During a heated press conference this week, the governor struck a defiant line after his office insisted the text alert had been standard operating procedure.
“There are implications that I knew more, or that one or more of my staff members tried to cover up what happened. I will say that that is simply and categorically false,” he said, acknowledging for the first time in public that the killing was a racist act.
“It is sad. It is regrettable that I am here under these circumstances talking about these things. But unfortunately, it is unavoidable.”
The governor is facing increasingly bipartisan criticism, both from state Republicans who control Louisiana’s legislature, and members of the Democratic Black caucus who held a heated closed door meeting with Edwards earlier this week.
Hardin, who lives in Florida, and lost her job shortly after her son’s death due to stress, remained unconvinced by the governor’s denial and has called for his resignation.
“It’s a cowardly way for him to approach the murder of a man by his state troopers,” she said. “He said the text message was standard procedure, but there was no follow-up on his end after the murder of a man? They carelessly and lightly really insisted this was ‘standard procedure’. But no one ever made any effort to be honest with me.”
Edwards won an incredibly tight 2019 re-election campaign on the shoulders of Black voters. According to election analysis, he won 99% support among the Black community, who turned out in high numbers to push him over the line.
“It’s going to be very difficult for Black people to trust him again,” said Eugene Collins, president of the NAACP Baton Rouge chapter. “He’s going to have to really work hard to rebuild that trust. And at this point I don’t know if he can.”
Collins reiterated the NAACP’s demand that Edwards meet with the Greene family to explain the message and his prior knowledge of the case. As of Wednesday, the Greene family had received no communication from the governor.

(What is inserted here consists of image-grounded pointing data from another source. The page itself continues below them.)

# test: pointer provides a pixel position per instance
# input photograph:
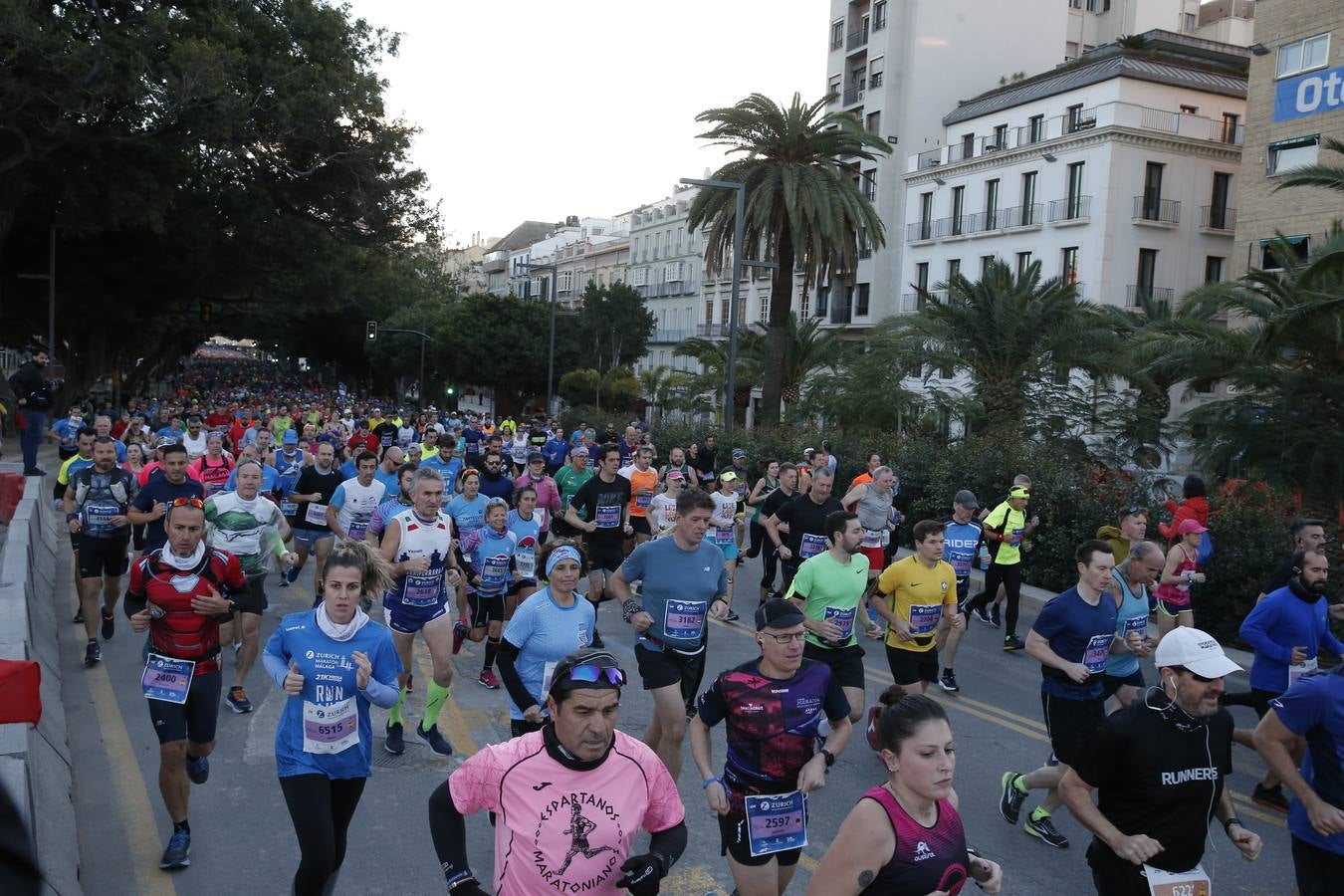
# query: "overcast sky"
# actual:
(538, 109)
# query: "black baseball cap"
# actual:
(779, 612)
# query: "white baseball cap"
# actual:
(1197, 650)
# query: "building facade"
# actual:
(1294, 104)
(899, 66)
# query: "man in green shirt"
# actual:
(568, 480)
(1006, 527)
(830, 590)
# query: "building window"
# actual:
(1301, 247)
(1214, 269)
(1293, 153)
(1302, 55)
(1068, 264)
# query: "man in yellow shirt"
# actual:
(920, 590)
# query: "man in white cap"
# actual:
(1159, 768)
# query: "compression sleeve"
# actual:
(669, 842)
(448, 829)
(518, 692)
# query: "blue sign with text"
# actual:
(1309, 95)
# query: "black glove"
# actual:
(642, 873)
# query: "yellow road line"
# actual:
(129, 784)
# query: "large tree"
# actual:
(219, 166)
(803, 206)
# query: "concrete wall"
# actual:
(35, 762)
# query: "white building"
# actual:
(899, 66)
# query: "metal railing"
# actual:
(1149, 207)
(1135, 293)
(1218, 218)
(1070, 208)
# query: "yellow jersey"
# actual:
(918, 595)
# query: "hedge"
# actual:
(1071, 493)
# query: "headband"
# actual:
(563, 553)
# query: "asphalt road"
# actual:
(244, 840)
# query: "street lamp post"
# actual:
(738, 264)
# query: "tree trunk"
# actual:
(777, 335)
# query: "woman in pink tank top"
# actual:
(905, 837)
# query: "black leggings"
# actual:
(1010, 579)
(320, 808)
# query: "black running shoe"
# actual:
(1010, 799)
(1044, 829)
(395, 743)
(177, 853)
(437, 742)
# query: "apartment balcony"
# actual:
(1023, 216)
(1218, 219)
(1072, 210)
(1152, 211)
(1078, 121)
(1136, 293)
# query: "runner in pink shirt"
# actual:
(568, 798)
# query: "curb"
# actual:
(35, 761)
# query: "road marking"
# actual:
(141, 829)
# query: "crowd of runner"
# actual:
(459, 527)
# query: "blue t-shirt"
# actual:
(960, 546)
(1078, 633)
(1132, 615)
(269, 480)
(468, 516)
(329, 680)
(544, 633)
(1313, 708)
(160, 489)
(678, 590)
(449, 470)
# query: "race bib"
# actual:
(167, 679)
(331, 729)
(924, 618)
(1300, 670)
(776, 822)
(1095, 653)
(526, 564)
(812, 546)
(1187, 883)
(684, 619)
(494, 573)
(422, 588)
(99, 519)
(843, 619)
(316, 514)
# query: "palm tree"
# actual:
(1010, 335)
(803, 208)
(1317, 175)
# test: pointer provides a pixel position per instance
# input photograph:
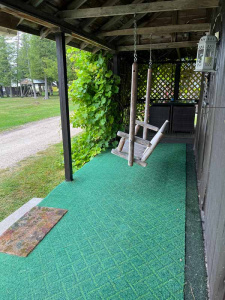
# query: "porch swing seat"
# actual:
(142, 148)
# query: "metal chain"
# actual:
(135, 39)
(150, 50)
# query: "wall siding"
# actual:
(210, 151)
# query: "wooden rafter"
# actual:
(112, 22)
(172, 45)
(160, 29)
(26, 11)
(90, 21)
(138, 8)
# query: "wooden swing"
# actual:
(132, 147)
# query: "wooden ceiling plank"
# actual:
(113, 21)
(138, 8)
(26, 11)
(75, 4)
(187, 44)
(90, 21)
(36, 3)
(159, 29)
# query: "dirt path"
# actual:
(27, 140)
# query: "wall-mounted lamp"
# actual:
(206, 54)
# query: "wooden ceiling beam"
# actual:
(113, 21)
(159, 29)
(36, 3)
(188, 44)
(90, 21)
(75, 4)
(130, 9)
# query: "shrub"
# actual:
(95, 95)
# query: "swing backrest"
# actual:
(154, 141)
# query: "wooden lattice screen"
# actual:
(163, 84)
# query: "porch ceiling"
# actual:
(98, 24)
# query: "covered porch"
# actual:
(123, 236)
(130, 233)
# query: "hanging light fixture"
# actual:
(206, 54)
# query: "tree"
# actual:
(7, 63)
(43, 60)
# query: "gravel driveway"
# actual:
(27, 140)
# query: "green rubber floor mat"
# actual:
(123, 236)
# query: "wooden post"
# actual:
(64, 105)
(116, 67)
(147, 102)
(177, 82)
(133, 105)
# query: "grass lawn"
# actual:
(34, 177)
(19, 111)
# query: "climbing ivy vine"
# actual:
(95, 94)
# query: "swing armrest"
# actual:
(143, 124)
(136, 139)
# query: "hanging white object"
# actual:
(206, 54)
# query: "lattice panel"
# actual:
(163, 77)
(162, 81)
(190, 82)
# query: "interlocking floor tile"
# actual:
(122, 238)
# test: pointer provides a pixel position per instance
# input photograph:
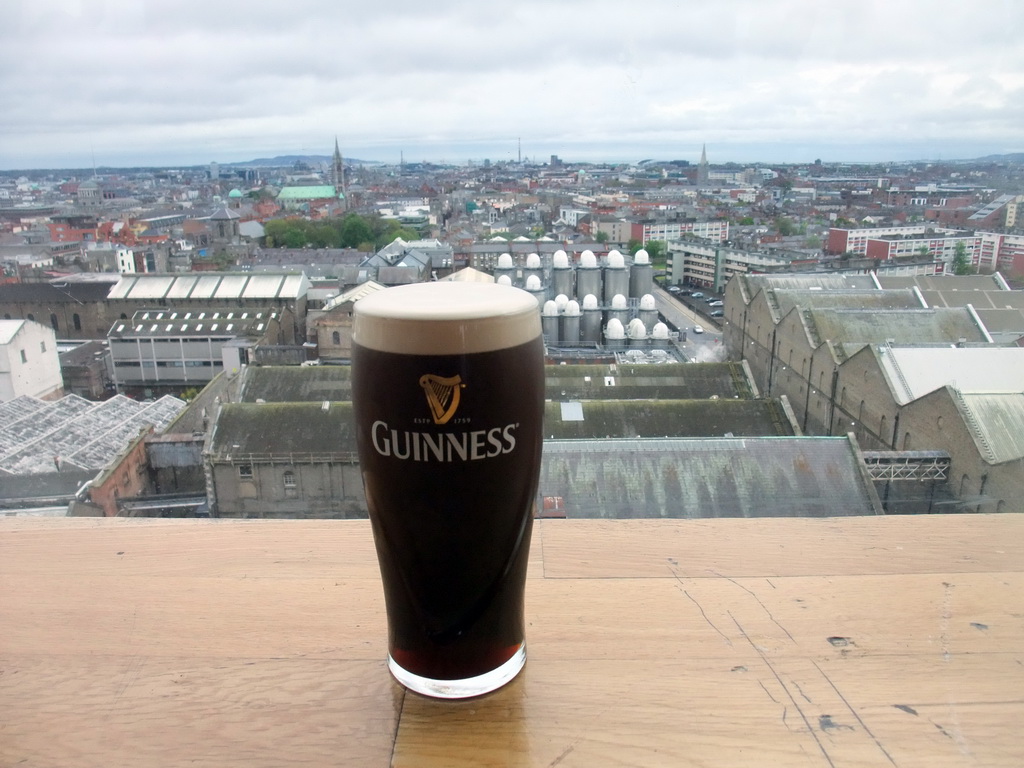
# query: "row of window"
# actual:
(246, 473)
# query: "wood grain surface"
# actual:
(882, 641)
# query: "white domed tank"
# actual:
(588, 274)
(648, 310)
(570, 324)
(590, 326)
(616, 276)
(506, 266)
(534, 266)
(614, 334)
(562, 276)
(534, 287)
(641, 274)
(659, 335)
(620, 308)
(549, 322)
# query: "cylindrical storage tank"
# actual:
(641, 274)
(549, 323)
(614, 334)
(588, 275)
(570, 324)
(505, 267)
(659, 336)
(648, 310)
(616, 276)
(620, 309)
(534, 287)
(590, 326)
(562, 278)
(534, 267)
(637, 333)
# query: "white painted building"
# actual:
(29, 364)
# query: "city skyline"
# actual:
(118, 84)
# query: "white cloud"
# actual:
(138, 82)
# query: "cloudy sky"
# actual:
(183, 82)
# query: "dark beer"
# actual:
(450, 449)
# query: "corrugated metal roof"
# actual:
(913, 372)
(786, 300)
(666, 418)
(753, 477)
(999, 424)
(212, 285)
(805, 282)
(909, 326)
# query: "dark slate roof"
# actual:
(671, 381)
(597, 419)
(675, 381)
(908, 326)
(64, 293)
(715, 477)
(296, 384)
(285, 428)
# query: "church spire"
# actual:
(338, 174)
(704, 170)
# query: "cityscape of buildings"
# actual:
(723, 340)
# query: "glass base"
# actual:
(471, 686)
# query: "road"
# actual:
(699, 347)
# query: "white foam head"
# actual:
(445, 318)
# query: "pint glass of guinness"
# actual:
(448, 388)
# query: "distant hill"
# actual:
(1014, 157)
(289, 160)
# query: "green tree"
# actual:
(785, 226)
(962, 262)
(354, 230)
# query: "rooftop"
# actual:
(37, 437)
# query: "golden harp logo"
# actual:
(442, 395)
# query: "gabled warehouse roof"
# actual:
(228, 286)
(713, 477)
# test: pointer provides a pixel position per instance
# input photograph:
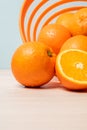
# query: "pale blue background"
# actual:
(9, 30)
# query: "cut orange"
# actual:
(71, 69)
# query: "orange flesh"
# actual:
(75, 65)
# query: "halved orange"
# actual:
(71, 69)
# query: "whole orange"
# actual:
(71, 69)
(75, 42)
(54, 35)
(33, 64)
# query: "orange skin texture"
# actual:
(31, 65)
(75, 42)
(54, 35)
(66, 82)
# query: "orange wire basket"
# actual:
(36, 14)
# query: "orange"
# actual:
(54, 35)
(33, 64)
(71, 69)
(76, 22)
(75, 42)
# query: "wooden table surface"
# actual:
(50, 107)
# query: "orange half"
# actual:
(71, 69)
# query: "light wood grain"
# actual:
(48, 108)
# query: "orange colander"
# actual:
(35, 14)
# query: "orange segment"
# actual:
(71, 68)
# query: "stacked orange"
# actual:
(60, 47)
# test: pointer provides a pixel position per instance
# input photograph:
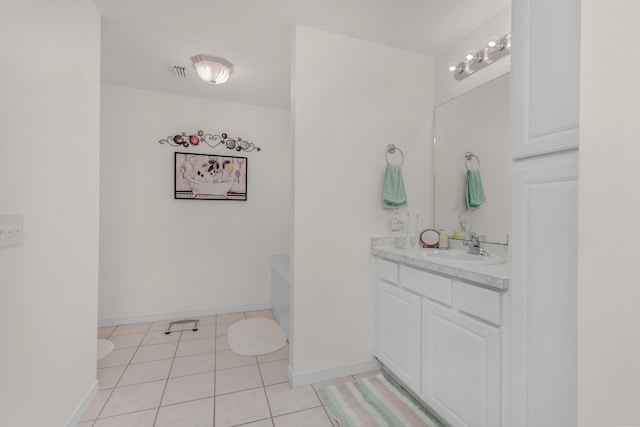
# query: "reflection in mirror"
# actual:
(476, 122)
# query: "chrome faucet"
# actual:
(474, 245)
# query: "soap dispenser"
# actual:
(443, 240)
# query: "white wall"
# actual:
(159, 255)
(608, 293)
(351, 99)
(49, 127)
(447, 87)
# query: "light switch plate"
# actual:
(11, 230)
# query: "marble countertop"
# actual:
(494, 276)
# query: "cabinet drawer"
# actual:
(437, 288)
(387, 270)
(479, 302)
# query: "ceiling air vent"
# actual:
(181, 72)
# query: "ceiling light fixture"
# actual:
(474, 61)
(211, 69)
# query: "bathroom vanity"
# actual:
(441, 330)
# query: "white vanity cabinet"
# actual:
(397, 325)
(455, 348)
(461, 367)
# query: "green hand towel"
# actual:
(393, 195)
(474, 194)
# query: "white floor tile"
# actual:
(116, 358)
(283, 399)
(136, 419)
(133, 398)
(159, 337)
(237, 379)
(105, 331)
(316, 417)
(96, 406)
(281, 354)
(259, 313)
(230, 317)
(222, 343)
(109, 377)
(126, 341)
(134, 328)
(203, 331)
(196, 346)
(228, 359)
(262, 423)
(196, 413)
(147, 353)
(275, 372)
(137, 373)
(241, 407)
(190, 387)
(189, 365)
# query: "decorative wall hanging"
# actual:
(207, 177)
(212, 141)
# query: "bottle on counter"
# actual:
(443, 240)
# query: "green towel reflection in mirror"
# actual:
(474, 193)
(393, 195)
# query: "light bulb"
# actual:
(470, 56)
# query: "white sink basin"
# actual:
(462, 257)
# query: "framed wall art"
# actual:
(208, 177)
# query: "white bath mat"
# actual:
(252, 337)
(104, 347)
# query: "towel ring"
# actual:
(469, 156)
(391, 149)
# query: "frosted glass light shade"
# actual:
(211, 69)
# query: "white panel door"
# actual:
(397, 333)
(545, 76)
(543, 290)
(461, 367)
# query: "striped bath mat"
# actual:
(375, 401)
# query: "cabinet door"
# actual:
(545, 63)
(397, 326)
(461, 360)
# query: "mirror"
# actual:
(477, 122)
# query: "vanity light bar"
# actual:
(475, 61)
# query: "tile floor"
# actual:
(192, 379)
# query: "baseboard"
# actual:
(125, 320)
(83, 405)
(298, 380)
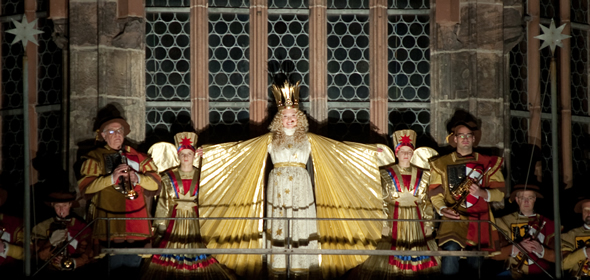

Edwards, a centrist, is the only statewide Democrat elected to office in Louisiana, and has recently made pronounced comments about the legacy of racism in the state. Last month the governor signed a pardon for Homer Plessy, the civil rights pioneer whose act of civil disobedience in 1892 led to the infamous Plessy v Ferguson supreme court decision.
“The stroke of my pen on this pardon, while momentous, it doesn’t erase generations of pain and discrimination,” Edwards said at the time. “It doesn’t eradicate all the wrongs wrought by the Plessy court, or fix all of our present challenges.”
But the governor has also signed into law a controversial “blue lives matter” bill in 2016. The act expanded the state’s existing list of groups protected against hate crimes on grounds of race, religion, sexual orientation and other minority groups to include law enforcement officers and other first responders. It faced significant criticism from civil liberties groups and Black Lives Matter activists at the time.
For some observers, Edwards’s “standard procedure” defense is perhaps in line with his character both as a no-frills straight-talker, but also as the son and brother of law enforcement officers.
“Edwards is very careful. He’s a lawyer with a family background in law enforcement. He’s not given to wild pronouncements or getting ahead of a story,” said Dr Pearson Cross, associate professor of political science at the University of Louisiana at Lafayette. “I also think he would be inclined to accept the story, as it was originally told, until he had proof that it was different.”
For Mona Hardin, the wait for answers continues.
“We still have to hope and pray that everyone digs down real deep, to bring this to its proper course and for everyone who had their hand in this to be held accountable,” she said.
“You just can’t keep overlooking the murder of a man. You can’t keep letting these killer cops get away with it,” she added. “It’s organized crime.”
This article was amended on 5 February 2022. Eugene Collins is president of the NAACP Baton Rouge chapter, not Eugene Phillips.